Patty Andrews died yesterday at age 94.
The music of she and her sisters spanned from before WWII and Abbott and Costello; and continued over five decades. She and her sisters were the voices of a generation which saved the world from totalitarianism; fed millions in a war-torn Europe and produced an economic dynamo which generated a culture of “can do” to a world condition which, just “wouldn’t do“.
Decades before Phil Specter introduced the concept of the “wall of sound” to the music industry, Patty; Maxine and Laverne introduced much the same thing, but with the harmonic magic of their voices being the foremost component of their renderings. Their singing was not to the orchestration; but rather, the orchestration itself. Their talent and energy was the major impetus behind the popularity of ‘boogie-woogie’; and gave weight and impetus to the proliferation of ‘pop’ music and ‘top-forty’ ratings.

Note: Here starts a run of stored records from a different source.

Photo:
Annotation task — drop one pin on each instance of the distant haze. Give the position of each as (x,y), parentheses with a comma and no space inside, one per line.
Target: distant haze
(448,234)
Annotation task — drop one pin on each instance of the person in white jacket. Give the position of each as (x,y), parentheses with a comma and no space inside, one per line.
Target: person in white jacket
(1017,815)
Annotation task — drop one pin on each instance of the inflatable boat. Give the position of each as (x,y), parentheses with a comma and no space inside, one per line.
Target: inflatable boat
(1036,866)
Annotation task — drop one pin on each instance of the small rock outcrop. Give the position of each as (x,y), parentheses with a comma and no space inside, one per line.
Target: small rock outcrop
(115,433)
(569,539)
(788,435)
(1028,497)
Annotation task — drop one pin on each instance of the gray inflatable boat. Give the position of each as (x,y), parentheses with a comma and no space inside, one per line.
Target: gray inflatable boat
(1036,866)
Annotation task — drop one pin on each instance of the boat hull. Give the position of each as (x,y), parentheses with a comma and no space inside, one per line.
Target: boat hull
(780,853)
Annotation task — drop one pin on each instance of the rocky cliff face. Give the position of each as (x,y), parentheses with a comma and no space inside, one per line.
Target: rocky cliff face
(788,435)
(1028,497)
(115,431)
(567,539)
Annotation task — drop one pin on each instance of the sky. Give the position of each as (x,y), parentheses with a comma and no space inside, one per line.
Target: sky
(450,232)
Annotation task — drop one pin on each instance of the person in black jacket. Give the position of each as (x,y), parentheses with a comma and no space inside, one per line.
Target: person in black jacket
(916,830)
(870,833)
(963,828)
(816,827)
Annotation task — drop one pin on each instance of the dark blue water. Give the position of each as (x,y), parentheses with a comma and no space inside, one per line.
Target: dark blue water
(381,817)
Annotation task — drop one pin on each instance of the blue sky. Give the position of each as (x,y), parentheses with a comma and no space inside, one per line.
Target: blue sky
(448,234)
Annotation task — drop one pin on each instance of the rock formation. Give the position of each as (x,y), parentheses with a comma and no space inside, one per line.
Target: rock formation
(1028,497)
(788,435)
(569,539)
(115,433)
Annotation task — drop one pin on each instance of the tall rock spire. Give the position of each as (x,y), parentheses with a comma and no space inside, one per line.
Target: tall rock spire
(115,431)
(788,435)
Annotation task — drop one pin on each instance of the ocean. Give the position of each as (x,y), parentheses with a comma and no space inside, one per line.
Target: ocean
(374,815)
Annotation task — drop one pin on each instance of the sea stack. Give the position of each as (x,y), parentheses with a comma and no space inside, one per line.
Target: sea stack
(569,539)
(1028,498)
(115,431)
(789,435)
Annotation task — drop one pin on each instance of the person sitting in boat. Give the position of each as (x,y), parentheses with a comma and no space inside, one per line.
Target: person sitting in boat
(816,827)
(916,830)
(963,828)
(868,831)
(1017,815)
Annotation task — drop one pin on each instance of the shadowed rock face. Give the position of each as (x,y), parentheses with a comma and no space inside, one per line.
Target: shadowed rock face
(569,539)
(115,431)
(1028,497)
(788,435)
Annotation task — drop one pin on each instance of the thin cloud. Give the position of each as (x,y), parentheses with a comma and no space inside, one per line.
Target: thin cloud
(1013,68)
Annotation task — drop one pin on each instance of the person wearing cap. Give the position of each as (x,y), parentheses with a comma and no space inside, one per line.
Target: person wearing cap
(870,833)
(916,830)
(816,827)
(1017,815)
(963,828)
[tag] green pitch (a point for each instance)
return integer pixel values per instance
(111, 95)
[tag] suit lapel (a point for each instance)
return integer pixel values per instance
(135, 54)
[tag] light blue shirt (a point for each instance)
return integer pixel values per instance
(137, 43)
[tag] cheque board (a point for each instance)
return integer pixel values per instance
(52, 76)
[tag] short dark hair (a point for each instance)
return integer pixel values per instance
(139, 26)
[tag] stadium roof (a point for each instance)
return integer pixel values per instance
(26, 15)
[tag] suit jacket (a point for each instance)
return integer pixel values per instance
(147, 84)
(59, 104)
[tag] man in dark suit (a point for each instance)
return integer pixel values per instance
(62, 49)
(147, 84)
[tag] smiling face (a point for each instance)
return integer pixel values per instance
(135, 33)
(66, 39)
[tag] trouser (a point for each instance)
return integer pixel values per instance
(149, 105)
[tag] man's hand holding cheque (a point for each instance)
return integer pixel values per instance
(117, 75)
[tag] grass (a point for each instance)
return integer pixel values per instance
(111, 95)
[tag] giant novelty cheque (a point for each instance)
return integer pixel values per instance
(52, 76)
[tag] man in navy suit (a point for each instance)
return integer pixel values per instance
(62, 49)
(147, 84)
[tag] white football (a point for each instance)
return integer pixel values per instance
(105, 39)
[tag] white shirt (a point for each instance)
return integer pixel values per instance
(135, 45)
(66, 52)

They were headliners at the ‘Hollywood Canteen‘. They performed more duets with Bing Crosby than all other performers combined. An Academy Award for best music was granted to an Abbott and Costello movie for their smash rendition in it of “The Boogie-Woogie Bugle Boy of Company B“.
One of Bette Midlers’ best-selling albums of the 70’s was her three-part overlay covering this same song.
For those who grew up listening to 78 rpm records that their parents listened to as they grew up, such a passing is just another reminder of the hundreds dying daily who belonged to the ‘Greatest Generation’.
The most important thing we can all do as the Veterans’ cemeteries and nursing homes swell to capacity, is not just to visit; not just to revere; but, to talk to these hardy survivors of the Depression and world war…. and learn what it is like to truly deal with adversity.